It is slightly different than happiness, which is more durable and is experienced as a calmer state of mind. It is also not the same as pleasure, which goes deeper. Joyfulness is the spontaneous smile on your face when you see a row of abundantly flowering hollyhocks in the city, for example. Or it is the sigh of relief when you sit down on a sunny balcony or terrace with a view.
Fetell Lee has identified ten aesthetic features that make people feel joy: Most people become joyful from seeing bright colors because they are energizing powers. We often get joy from cakes with candles, fireworks and piñatas because of their festive character. We tend to love a rolling stretch of lawn and a large body of water because of the associated sense of freedom; blossoming flowers attract us because of the sense of renewal; and we appreciate stars and the Northern Lights because they evoke a sense of magic in us.

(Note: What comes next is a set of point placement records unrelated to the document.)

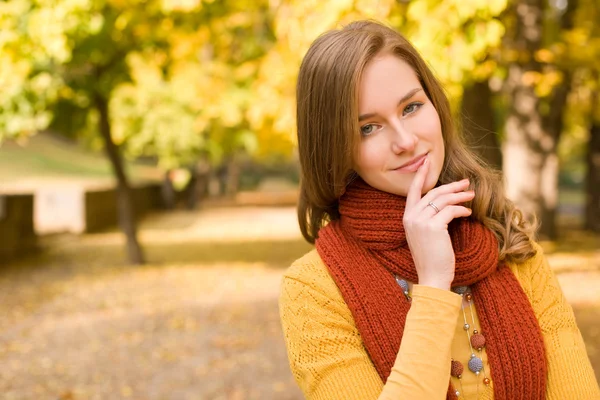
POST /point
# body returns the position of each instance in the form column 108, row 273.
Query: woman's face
column 399, row 128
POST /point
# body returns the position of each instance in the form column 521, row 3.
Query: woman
column 425, row 282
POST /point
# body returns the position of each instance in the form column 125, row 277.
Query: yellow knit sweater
column 329, row 361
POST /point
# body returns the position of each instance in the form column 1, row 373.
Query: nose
column 403, row 138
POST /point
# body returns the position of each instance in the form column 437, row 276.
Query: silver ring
column 437, row 210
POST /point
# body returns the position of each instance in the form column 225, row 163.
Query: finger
column 449, row 199
column 453, row 187
column 416, row 186
column 451, row 212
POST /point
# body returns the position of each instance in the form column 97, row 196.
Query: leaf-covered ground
column 200, row 321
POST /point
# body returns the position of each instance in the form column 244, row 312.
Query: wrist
column 436, row 283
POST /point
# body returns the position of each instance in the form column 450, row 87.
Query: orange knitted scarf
column 366, row 247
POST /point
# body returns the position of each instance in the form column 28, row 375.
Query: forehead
column 385, row 79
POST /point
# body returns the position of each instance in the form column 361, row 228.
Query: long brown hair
column 329, row 134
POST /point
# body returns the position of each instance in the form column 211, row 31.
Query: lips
column 412, row 165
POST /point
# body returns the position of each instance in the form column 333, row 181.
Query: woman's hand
column 427, row 229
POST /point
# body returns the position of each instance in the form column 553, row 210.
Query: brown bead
column 456, row 369
column 478, row 341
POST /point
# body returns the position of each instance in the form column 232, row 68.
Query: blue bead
column 475, row 364
column 403, row 284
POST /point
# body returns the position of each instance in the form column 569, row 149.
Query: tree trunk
column 126, row 215
column 479, row 124
column 168, row 191
column 233, row 176
column 592, row 209
column 529, row 152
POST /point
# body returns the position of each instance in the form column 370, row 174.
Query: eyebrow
column 407, row 96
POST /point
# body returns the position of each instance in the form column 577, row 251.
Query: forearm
column 422, row 367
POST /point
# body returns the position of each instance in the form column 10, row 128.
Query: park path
column 200, row 321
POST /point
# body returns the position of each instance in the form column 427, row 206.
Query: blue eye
column 366, row 130
column 411, row 108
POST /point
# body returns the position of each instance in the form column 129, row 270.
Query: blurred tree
column 162, row 78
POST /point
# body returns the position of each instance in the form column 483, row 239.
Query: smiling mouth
column 413, row 164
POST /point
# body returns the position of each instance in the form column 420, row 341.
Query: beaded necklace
column 475, row 339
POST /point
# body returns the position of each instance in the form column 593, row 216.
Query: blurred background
column 148, row 175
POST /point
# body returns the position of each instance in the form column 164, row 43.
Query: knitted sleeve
column 325, row 349
column 570, row 374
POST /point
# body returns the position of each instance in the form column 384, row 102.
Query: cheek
column 369, row 156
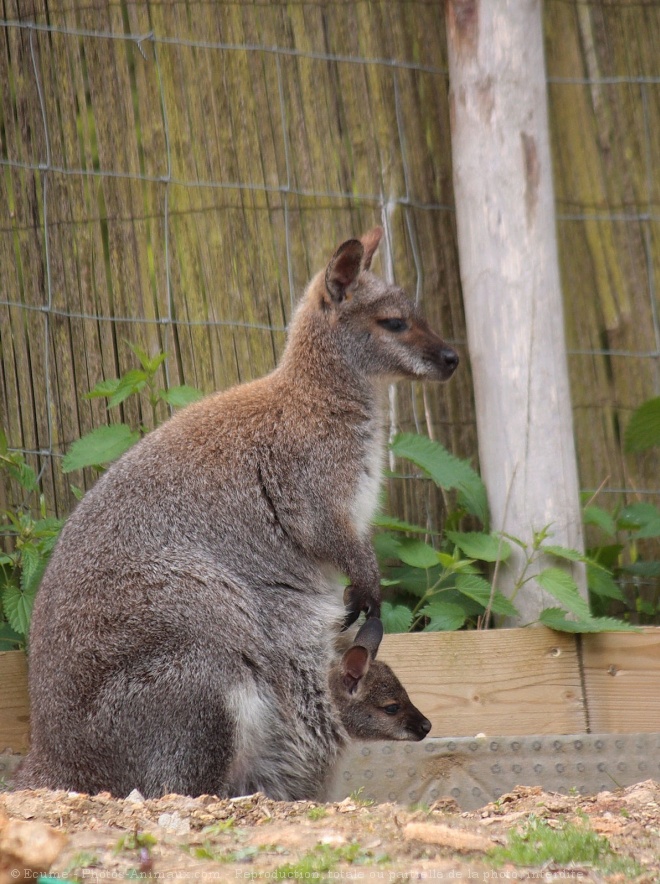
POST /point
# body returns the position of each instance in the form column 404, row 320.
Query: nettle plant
column 448, row 581
column 28, row 538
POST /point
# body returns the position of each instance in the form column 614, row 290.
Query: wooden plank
column 14, row 707
column 622, row 681
column 499, row 682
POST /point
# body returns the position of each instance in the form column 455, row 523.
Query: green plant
column 627, row 577
column 135, row 840
column 324, row 858
column 28, row 538
column 538, row 842
column 29, row 541
column 444, row 584
column 107, row 443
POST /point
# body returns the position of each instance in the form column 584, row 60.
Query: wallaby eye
column 393, row 324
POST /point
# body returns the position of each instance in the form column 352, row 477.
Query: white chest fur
column 365, row 501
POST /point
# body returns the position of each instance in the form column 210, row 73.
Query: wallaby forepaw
column 358, row 600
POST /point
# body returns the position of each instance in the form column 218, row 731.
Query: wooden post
column 509, row 270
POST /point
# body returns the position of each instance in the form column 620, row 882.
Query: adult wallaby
column 183, row 632
column 372, row 702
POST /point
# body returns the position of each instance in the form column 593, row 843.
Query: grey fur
column 183, row 632
column 370, row 699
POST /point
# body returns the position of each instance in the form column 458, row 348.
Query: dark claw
column 356, row 602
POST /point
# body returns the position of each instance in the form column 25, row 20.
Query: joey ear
column 370, row 242
column 343, row 269
column 354, row 666
column 370, row 635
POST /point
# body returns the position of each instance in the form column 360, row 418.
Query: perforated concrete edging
column 477, row 770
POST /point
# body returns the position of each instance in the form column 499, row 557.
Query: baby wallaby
column 372, row 702
column 183, row 631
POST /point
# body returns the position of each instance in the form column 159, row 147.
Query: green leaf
column 131, row 382
column 561, row 586
column 594, row 515
column 602, row 584
column 10, row 640
column 149, row 363
column 569, row 555
column 101, row 446
column 477, row 545
column 396, row 618
column 33, row 565
column 643, row 569
column 417, row 554
column 443, row 616
column 18, row 608
column 637, row 515
column 651, row 529
column 179, row 397
column 479, row 590
column 643, row 430
column 445, row 470
column 555, row 618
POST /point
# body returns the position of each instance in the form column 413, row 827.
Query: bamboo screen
column 171, row 173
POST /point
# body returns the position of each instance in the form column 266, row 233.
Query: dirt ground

Round shapes are attractive, according to Fetell Lee, because of the association with playing games. “I discovered the link with joyfulness when I looked at the shape of things that children like, such as soap bubbles, balls, balloons, hula hoops, merry-go-rounds and Ferris wheels,” she says. “I think we like round shapes because we associate them with our childhood.” Fetell Lee is also researching the origins of our aesthetic preferences. For example, the sight of abundance – such as in confetti, candy stores and flea markets – would give our brains, trained by evolution to avoid scarcity, the joy-inducing signal ‘morethan enough’.
Preferences
Some preferences are shared by everyone around the world. All cultures have a distinct preference for light and clarity, for example. “If we are given the choice of working in a room with clear daylight or in the basement, the vast majority will opt for the lighter space,” Fetell Lee says. Everywhere in the world, people also love vast, Savannah-like landscapes. According to Agnes van den Berg, professor of Experiencing and Valuing Nature at the University of Groningen, the Netherlands, this preference has evolutionary roots. ‘These landscapes offer the opportunity to hide as well as to explore,’ she writes in one of her academic articles.
Whether we like something or not is also often determined by what we need at the time. For me on that gray, wet Sunday, when my head was full of questions and my heart was heavy with loss, the last thing I needed was a building that looked like a funeral home. Dutch environmental psychologist Joren van Dijk agrees, adding, “It also depends on the person and the situation. Some people like it when a city square is spacious and well-arranged, but a child probably won’t like that there is a lack of hiding places.”
Van Dijk personally likes a workspace with an unencumbered view of greenery, because he is quickly distracted. “But someone whose work has an interactive role with people usually prefers a more central location,” he says.
Personal preferences also play a role in our appreciation of landscapes. Van den Berg investigated why some people tend to prefer manicured landscapes while others prefer rugged nature. In her article Lost in the Wilderness, she writes that she found that people who prefer rugged nature are better at suppressing the negative connotations of death and destruction, allowing them to enjoy more of the many positive things that wilderness has to offer.